Late-blooming types with strong fragrance are among the plants that attract butterflies. But it is what these bulbs do not attract that is more important, perhaps. Squirrels make major pests of themselves digging up and eating tulip bulbs, crocuses, etc. A selling point for daffodil bulbs is that squirrels tend not to eat them (squirrels may, however, dislodge your bulbs). Furthermore, daffodils are deer-resistant plants, owing to the toxicity of the leaves -- a fact to keep in mind if you have small children around. The plants are also poisonous to dogs, as well as to cats and to a variety of farm animals. Other deer-resistant bulbs include Siberian squill.
Guide on How to Plant
Plant the bulbs in fall. Some types are fussier than others about chilling requirements; a trusted local nursery will sell types suitable for your area and suggest an optimal planting time.
Planting depth should be 2-3 times bulb height. The pointy part should face up. Some gardeners fertilize at planting time with bone meal. Others say bone meal is unnecessary at this time and invites pests to dig around, which could dislodge your daffodil bulbs. If this is a concern, lay chicken wire on top of the ground after planting. Or you could hold off on the bone meal till spring and just use some compost when planting.

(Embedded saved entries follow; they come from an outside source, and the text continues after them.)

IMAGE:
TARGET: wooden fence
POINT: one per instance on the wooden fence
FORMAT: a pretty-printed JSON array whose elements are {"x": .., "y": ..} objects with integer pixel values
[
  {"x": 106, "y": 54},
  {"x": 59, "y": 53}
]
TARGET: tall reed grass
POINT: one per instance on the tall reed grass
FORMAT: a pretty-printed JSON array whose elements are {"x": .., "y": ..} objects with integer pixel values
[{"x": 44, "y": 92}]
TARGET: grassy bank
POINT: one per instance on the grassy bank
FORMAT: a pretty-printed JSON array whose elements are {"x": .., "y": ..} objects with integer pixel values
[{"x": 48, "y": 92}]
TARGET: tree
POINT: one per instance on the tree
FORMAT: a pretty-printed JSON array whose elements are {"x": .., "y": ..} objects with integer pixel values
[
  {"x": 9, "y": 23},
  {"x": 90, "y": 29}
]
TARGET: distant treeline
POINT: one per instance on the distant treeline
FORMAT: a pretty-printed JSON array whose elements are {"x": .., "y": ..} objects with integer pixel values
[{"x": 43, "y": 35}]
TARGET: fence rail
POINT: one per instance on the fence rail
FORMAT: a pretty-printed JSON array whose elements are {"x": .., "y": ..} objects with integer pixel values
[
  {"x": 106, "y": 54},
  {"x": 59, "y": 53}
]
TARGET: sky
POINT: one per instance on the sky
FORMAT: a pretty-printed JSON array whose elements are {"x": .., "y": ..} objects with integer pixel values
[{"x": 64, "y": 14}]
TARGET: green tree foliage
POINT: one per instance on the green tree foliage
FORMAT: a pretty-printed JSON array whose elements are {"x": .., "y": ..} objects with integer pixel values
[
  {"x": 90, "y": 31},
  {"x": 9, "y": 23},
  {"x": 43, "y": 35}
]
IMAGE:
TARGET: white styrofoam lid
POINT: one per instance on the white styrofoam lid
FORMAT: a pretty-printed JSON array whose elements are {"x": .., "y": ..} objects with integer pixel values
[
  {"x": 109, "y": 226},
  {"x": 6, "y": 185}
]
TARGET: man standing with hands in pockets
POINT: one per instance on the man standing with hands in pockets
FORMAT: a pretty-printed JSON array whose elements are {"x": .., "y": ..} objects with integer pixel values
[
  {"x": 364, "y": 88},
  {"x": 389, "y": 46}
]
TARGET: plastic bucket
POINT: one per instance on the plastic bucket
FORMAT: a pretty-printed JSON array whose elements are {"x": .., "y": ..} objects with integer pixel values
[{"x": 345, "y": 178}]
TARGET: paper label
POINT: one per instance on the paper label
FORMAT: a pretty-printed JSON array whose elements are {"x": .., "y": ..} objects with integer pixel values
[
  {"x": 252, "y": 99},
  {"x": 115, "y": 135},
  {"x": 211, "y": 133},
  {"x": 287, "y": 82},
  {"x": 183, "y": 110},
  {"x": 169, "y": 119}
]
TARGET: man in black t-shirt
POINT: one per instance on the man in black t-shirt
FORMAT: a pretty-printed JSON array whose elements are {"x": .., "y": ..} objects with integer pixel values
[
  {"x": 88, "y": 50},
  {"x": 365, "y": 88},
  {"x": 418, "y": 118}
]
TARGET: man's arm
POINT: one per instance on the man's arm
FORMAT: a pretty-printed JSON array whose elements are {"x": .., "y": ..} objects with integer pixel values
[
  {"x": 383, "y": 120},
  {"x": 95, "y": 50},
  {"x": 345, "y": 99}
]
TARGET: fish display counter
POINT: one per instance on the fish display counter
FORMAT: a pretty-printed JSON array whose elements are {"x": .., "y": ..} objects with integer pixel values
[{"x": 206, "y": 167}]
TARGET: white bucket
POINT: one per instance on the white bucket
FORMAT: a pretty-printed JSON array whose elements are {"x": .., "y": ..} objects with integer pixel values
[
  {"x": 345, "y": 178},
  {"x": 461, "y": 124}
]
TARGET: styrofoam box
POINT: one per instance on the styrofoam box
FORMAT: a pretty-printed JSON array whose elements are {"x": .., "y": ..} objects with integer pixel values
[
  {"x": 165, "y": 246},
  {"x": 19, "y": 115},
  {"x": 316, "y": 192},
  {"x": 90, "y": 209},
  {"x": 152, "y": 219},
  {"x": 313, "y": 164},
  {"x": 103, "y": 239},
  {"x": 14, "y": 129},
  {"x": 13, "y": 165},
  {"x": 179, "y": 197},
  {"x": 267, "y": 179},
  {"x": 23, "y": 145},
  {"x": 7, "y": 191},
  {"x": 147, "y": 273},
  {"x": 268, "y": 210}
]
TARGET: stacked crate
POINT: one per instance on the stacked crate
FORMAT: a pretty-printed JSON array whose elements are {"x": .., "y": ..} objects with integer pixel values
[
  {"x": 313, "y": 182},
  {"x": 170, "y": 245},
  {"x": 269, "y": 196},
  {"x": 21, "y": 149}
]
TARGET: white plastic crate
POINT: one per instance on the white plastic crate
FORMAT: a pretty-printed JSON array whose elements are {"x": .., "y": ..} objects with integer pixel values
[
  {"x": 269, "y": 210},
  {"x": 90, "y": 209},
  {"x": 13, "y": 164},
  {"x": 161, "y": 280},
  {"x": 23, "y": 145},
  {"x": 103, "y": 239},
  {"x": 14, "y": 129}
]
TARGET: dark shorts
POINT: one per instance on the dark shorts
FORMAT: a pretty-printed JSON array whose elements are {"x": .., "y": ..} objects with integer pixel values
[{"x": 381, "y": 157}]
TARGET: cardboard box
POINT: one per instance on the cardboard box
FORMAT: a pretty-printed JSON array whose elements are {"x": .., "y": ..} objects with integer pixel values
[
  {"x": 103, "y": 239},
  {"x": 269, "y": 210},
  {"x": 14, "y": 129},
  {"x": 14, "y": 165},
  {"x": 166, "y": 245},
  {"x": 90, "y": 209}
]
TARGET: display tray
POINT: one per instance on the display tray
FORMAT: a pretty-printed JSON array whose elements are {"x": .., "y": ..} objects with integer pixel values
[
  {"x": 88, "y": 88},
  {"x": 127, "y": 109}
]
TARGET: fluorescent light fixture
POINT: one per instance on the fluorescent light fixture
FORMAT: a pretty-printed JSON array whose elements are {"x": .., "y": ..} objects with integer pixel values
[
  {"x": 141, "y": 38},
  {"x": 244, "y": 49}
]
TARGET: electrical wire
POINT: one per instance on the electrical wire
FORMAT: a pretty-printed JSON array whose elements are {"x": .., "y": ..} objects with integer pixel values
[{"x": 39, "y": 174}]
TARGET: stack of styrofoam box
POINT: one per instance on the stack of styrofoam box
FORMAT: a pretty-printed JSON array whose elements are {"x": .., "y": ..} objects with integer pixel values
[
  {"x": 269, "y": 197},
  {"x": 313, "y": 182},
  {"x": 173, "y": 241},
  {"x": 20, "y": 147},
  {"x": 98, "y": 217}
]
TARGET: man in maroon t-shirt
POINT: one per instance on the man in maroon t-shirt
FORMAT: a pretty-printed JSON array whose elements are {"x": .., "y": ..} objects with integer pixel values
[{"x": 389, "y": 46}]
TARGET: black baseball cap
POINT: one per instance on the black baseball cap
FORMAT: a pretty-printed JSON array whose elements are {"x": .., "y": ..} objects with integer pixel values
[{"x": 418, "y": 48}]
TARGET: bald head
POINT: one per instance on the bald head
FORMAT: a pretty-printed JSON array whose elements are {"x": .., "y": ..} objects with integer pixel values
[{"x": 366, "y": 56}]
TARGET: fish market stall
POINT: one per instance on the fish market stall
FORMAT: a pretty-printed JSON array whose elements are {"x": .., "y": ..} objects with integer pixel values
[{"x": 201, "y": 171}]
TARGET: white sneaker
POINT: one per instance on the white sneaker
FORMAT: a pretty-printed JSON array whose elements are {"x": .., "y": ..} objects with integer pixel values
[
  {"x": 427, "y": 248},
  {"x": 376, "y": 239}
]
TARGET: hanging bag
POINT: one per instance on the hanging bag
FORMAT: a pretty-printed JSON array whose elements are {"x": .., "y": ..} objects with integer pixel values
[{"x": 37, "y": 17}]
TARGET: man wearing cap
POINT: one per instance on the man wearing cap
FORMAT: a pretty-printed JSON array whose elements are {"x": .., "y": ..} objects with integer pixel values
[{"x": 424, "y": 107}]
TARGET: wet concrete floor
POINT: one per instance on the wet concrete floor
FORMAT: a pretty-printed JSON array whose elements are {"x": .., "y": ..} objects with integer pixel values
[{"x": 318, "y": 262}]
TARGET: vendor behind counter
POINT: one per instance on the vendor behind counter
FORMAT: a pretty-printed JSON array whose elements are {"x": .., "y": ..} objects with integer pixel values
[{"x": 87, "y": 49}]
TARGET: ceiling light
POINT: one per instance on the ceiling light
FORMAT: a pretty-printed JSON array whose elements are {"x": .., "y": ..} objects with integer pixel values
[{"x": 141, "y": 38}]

The Name Game: Jonquils and Paperwhites Are Also "Daffodils"
The American Daffodil Society (ADS) recommends "daffodil" as "the common name for all members of the genus, Narcissus." Since jonquils and paperwhites are classified as Narcissus flowers, they, too, can be called "daffodils," they observe.
The ADS explains just what constitutes a "jonquil":
"As a rule, but not always, jonquil species and hybrids are characterized by several yellow flowers, strong scent, and rounded foliage."
Another term you will hear is "Paperwhites." Paperwhites are also part of the genus, Narcissus and may also be referred to simply as white "daffodils."